Author: Richard, A; Tulasne, D
Title: Caspase cleavage of viral proteins, another way for viruses to make the best of apoptosis Document date: 2012_3_8
ID: 3hxau5vt_16
Snippet: Influenza viruses are structured into ribonucleoprotein segments consisting of viral RNA and viral proteins, the major one being the NP. Unlike avian NP, NP proteins from human influenza A and B viruses are long known to be caspase targets. 33, 34 Human influenza with uncleavable ('avian-like') NP is dramatically less lethal for mice, along with lower viral titers and faster clearance than its WT counterpart. This argues for the involvement of NP.....

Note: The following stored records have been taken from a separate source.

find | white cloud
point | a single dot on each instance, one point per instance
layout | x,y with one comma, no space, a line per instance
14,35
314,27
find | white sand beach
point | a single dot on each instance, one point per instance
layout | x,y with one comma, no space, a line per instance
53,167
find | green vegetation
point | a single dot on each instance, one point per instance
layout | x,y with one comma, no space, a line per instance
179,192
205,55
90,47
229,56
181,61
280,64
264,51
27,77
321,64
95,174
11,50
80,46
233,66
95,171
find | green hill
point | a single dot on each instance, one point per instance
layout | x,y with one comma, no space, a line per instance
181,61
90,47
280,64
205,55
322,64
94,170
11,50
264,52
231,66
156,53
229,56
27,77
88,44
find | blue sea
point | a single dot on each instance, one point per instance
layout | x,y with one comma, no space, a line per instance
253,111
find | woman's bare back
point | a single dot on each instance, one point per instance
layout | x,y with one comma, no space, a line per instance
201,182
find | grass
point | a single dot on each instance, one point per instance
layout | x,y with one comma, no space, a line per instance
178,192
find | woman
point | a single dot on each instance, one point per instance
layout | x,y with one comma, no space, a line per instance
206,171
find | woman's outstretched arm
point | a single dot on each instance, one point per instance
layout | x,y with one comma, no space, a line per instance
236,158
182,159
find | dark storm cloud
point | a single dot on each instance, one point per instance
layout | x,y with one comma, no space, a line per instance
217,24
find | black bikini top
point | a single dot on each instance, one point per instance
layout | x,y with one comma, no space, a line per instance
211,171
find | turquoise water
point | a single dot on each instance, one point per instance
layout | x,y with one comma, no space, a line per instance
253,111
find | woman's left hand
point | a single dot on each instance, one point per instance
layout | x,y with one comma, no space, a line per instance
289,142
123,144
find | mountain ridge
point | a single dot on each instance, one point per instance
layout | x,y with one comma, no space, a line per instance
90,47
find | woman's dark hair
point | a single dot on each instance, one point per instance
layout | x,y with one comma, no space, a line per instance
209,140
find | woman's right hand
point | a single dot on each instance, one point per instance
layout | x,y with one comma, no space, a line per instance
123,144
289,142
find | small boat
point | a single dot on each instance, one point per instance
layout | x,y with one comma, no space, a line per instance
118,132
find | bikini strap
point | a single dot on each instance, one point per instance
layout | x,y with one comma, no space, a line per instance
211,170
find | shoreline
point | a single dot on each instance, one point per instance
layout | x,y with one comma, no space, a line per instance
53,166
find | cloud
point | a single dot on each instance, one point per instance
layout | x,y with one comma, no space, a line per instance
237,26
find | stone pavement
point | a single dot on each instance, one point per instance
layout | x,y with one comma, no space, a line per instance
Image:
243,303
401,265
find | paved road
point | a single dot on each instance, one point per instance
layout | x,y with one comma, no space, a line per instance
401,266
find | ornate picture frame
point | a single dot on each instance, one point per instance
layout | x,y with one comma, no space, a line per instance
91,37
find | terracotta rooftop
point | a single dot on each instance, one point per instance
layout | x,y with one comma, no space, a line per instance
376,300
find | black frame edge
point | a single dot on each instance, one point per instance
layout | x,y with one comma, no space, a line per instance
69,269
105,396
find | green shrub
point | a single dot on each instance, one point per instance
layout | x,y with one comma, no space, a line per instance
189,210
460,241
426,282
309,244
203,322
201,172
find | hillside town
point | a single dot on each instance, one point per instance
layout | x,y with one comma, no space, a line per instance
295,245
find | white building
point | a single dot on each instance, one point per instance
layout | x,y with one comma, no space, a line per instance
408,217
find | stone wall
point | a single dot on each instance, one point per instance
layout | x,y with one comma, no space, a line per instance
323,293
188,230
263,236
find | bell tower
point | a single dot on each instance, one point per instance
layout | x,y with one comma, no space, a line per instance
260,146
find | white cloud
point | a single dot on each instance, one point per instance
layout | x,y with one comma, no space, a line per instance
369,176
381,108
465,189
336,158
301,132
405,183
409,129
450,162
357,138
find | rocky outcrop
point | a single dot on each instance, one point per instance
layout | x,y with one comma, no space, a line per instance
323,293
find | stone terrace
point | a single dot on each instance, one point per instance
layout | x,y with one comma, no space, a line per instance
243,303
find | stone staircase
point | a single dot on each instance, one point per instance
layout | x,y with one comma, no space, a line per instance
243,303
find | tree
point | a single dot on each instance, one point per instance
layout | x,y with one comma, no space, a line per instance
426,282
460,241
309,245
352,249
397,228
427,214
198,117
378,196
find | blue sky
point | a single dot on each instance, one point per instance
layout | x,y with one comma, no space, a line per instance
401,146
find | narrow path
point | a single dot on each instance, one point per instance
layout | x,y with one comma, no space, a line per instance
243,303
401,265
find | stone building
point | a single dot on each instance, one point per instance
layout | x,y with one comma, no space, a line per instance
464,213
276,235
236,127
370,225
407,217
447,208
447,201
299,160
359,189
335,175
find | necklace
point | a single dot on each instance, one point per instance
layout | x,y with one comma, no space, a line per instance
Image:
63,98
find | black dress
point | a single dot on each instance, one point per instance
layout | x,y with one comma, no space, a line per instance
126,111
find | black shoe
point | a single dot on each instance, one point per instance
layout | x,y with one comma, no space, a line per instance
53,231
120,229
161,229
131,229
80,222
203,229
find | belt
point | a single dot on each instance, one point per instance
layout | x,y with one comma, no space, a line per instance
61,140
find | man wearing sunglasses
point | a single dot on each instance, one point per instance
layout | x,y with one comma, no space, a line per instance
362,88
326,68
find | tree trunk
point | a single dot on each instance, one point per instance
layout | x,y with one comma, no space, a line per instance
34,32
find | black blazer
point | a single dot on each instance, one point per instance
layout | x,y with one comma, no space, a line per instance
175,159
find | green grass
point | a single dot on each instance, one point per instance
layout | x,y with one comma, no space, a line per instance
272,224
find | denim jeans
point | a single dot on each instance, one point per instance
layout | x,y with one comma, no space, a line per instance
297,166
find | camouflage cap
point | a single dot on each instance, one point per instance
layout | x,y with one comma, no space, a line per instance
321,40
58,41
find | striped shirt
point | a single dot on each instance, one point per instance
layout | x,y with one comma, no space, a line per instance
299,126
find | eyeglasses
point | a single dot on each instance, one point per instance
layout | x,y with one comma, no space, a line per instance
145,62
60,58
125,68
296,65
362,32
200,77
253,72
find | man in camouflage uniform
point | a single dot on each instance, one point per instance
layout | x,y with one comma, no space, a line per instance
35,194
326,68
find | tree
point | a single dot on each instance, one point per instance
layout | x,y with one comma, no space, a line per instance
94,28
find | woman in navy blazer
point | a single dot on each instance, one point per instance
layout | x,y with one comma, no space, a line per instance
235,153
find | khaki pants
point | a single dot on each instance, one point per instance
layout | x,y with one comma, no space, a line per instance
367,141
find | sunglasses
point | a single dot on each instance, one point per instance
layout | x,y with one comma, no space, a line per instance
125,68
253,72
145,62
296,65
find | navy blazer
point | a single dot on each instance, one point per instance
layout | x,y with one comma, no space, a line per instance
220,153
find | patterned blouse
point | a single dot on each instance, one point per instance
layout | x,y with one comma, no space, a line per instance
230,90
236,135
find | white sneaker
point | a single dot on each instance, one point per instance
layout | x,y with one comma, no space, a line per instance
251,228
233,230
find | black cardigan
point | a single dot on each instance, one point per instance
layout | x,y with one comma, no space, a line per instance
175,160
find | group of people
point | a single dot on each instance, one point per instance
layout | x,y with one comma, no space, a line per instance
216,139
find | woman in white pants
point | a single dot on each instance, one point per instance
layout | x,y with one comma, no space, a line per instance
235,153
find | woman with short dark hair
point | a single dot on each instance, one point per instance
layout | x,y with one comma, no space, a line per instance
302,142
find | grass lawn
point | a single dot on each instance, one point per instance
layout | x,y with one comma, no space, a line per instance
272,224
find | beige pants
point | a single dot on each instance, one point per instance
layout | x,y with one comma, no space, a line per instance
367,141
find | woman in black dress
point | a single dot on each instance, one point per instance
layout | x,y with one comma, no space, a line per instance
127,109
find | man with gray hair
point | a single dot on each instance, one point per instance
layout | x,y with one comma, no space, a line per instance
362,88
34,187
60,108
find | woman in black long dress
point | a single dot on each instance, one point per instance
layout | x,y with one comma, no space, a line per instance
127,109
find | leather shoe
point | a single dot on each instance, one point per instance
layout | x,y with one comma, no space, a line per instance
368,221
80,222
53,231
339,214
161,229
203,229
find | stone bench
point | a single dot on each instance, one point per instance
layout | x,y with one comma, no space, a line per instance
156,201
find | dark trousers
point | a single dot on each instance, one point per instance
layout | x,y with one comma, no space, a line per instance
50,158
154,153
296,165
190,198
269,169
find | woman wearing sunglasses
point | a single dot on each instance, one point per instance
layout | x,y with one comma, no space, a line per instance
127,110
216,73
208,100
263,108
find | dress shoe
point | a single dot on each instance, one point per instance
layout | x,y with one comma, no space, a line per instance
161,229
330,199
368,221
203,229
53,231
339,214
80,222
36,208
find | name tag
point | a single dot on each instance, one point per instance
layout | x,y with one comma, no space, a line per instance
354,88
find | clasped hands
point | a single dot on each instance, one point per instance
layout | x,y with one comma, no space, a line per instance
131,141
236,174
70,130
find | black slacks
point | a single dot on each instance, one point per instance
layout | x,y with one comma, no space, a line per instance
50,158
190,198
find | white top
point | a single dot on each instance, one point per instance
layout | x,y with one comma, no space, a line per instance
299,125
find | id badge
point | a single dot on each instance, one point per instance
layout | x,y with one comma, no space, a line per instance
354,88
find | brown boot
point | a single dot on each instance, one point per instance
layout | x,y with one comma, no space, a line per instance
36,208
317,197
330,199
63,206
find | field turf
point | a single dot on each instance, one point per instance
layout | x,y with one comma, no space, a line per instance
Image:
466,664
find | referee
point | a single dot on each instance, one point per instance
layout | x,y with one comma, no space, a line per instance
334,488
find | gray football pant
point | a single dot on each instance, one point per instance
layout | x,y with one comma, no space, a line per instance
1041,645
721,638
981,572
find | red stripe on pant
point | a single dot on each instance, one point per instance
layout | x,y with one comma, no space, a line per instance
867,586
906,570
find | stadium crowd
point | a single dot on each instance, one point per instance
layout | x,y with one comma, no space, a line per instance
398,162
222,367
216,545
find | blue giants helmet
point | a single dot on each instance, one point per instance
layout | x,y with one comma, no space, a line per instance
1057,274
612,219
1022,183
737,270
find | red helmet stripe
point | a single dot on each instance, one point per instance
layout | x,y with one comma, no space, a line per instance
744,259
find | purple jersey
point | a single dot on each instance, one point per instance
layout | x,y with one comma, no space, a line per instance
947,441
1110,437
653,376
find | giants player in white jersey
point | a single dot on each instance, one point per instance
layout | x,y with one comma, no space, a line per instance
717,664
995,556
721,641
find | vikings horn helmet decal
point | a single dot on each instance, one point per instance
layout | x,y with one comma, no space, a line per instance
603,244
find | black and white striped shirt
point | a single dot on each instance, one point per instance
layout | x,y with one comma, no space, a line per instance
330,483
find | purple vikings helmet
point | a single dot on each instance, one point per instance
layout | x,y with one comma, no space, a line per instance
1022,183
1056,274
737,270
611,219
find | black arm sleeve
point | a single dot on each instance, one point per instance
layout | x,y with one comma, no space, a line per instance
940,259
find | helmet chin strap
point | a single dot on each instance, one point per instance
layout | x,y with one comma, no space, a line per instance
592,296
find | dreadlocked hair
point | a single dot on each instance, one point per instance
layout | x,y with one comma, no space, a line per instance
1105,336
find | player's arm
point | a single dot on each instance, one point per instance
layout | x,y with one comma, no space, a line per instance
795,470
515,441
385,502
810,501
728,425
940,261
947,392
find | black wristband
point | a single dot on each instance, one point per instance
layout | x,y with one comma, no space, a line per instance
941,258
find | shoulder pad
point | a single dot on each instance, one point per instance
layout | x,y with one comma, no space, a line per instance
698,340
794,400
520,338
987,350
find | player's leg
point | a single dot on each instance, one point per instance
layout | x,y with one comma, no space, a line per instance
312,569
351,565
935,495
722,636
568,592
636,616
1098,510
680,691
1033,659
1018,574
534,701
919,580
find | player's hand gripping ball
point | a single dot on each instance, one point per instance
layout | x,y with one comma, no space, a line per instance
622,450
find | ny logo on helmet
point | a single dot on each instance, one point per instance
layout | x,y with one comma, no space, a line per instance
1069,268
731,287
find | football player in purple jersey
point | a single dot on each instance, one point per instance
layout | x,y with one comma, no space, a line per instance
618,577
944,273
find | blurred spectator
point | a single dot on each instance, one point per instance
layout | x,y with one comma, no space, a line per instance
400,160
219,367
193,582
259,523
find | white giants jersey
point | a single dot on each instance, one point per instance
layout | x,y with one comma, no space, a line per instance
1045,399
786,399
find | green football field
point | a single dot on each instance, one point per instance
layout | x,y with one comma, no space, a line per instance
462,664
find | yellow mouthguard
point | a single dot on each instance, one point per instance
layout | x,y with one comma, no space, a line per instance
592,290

Document: Influenza viruses are structured into ribonucleoprotein segments consisting of viral RNA and viral proteins, the major one being the NP. Unlike avian NP, NP proteins from human influenza A and B viruses are long known to be caspase targets. 33, 34 Human influenza with uncleavable ('avian-like') NP is dramatically less lethal for mice, along with lower viral titers and faster clearance than its WT counterpart. This argues for the involvement of NP caspase cleavage in the virulence of influenza virus. But making avian NP cleavable (i.e. making the protein 'human-like' by introducing the same caspase cleavage site) does not enhance the viral virulence as could have been expected. Thus, modulating influenza pathogenicity through NP caspase cleavage would be a specificity of human strains that cannot be extrapolated to avian ones. 35 However, avian influenza pathogenicity might still be regulated by caspase cleavage. The viral ionic channel M2 protein is also cleaved by caspases, likely caspase 2 and/ or 3 36, 37 in both human and avian influenza viruses and was shown to be associated with avian influenza pathogenicity. 37 Altogether, these studies highlight that modulating influenza caspase sites attenuates the virus although through currently unknown mechanisms. 37, 38 Hepatitis C virus (HCV) often leads to chronic infection evolving to cirrhosis and possibly hepatocellular carcinoma. HCV core protein induces activation of caspases 2 and 6, and interacts with viral NS5A protein that is cleaved by the activated caspases. [39] [40] [41] [42] Several studies point to a role of NS5A cleavage in its subcellular localization. The protein is mainly found in the cytosol while exerting nuclear functions. NS5A caspase cleavage was first suggested to allow the removal of a C-terminal cytoplasmic retention signal along with the translocation of the C-terminal deleted NS5A to the nucleus, reminding what was already described for AMDV NS1 protein. 42 However, a study more recently reported a cytosolic localization of these C-terminal truncated forms of NS5A and no obvious role of NS5A caspase cleavage in its trafficking. 40 Although its characterization is well admitted, the functional relevance of NS5A cleavage is still debated.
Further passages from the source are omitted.